Anne Edmonds: No Offence None Taken
Note: This review is from 2017
Anne Edmonds hits the audience hard with her opening joke, a bad-taste switcheroo that would do Sarah Silverman proud
But it’s delivered with a sort of cheeky ‘gotcha’ rather than any real edge – for despite what the title might hint at, this is not shock comedy. In fact, she goes on to take aim at Jim Jefferies and the sort of predominantly male crowds who bray for his brutal material.
Instead, Edmonds sketches a series of character portraits based around the strange quirks of folk she’s encountered, images which build up to a bigger picture of Australia as a land of the peculiar. Her mum might emit the frequent, exasperated cry of ‘I’m surrounded by lunatics!’ – but that figurative phrase is made real by Eddo’s cast of functional oddballs.
And she doesn’t exclude herself from that picture, happy to admit her failings, especially when it comes to her habit of repeatedly dating unsuitable men. In fact, her perspective is so warped that one of the weirdest sights she portrays is a happy family out camping, their mannered exchanges and supportive attitude creepily alien to her dysfunctional life. But it’s not just her, we all find such Stepford-Wives style perfection disconcertingly weird.

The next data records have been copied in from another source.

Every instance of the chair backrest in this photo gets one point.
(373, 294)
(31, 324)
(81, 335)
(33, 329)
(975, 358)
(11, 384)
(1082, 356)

As with her mum’s catch-cry, phrases and mannerisms certainly resonate with Edmonds, who uses them to clearly define the people she’s describing. The title of the show, for instance, comes from a wonderfully unselfaware woman she encountered who’d say ‘no offence none taken’ without ever waiting for the response, allowing her to plough on with her inappropriately blunt comments. Best of her cast of characters is the slack-jawed assistant in a shoe-shop, whining and lazy in her job. We’ve all been served by her.
There’s some physicality to some of the scenes, too, such as the comedy walks she gives to a downtrodden medieval serf, to hunchback pose she imagines adopting to repel the pesky males (they are not always her favourite of all the genders).
All these stories are told with descriptive detail, which sometimes – but certainly not always – figleafs for slightly mundane material. But what’s really missing is some narrative to thread her vignettes together and give the audience something to invest in. Very artificially, they are framed around a Christmas trip to Vanuatu, each self-contained chunk allegedly a story she told to her weary travelling companion, but it doesn’t disguise the fact they are stand-alone routines.
Still, her comic performance skills, which combine the subtle with the broad to eke out the humour in each character, ought to have the casting agents calling.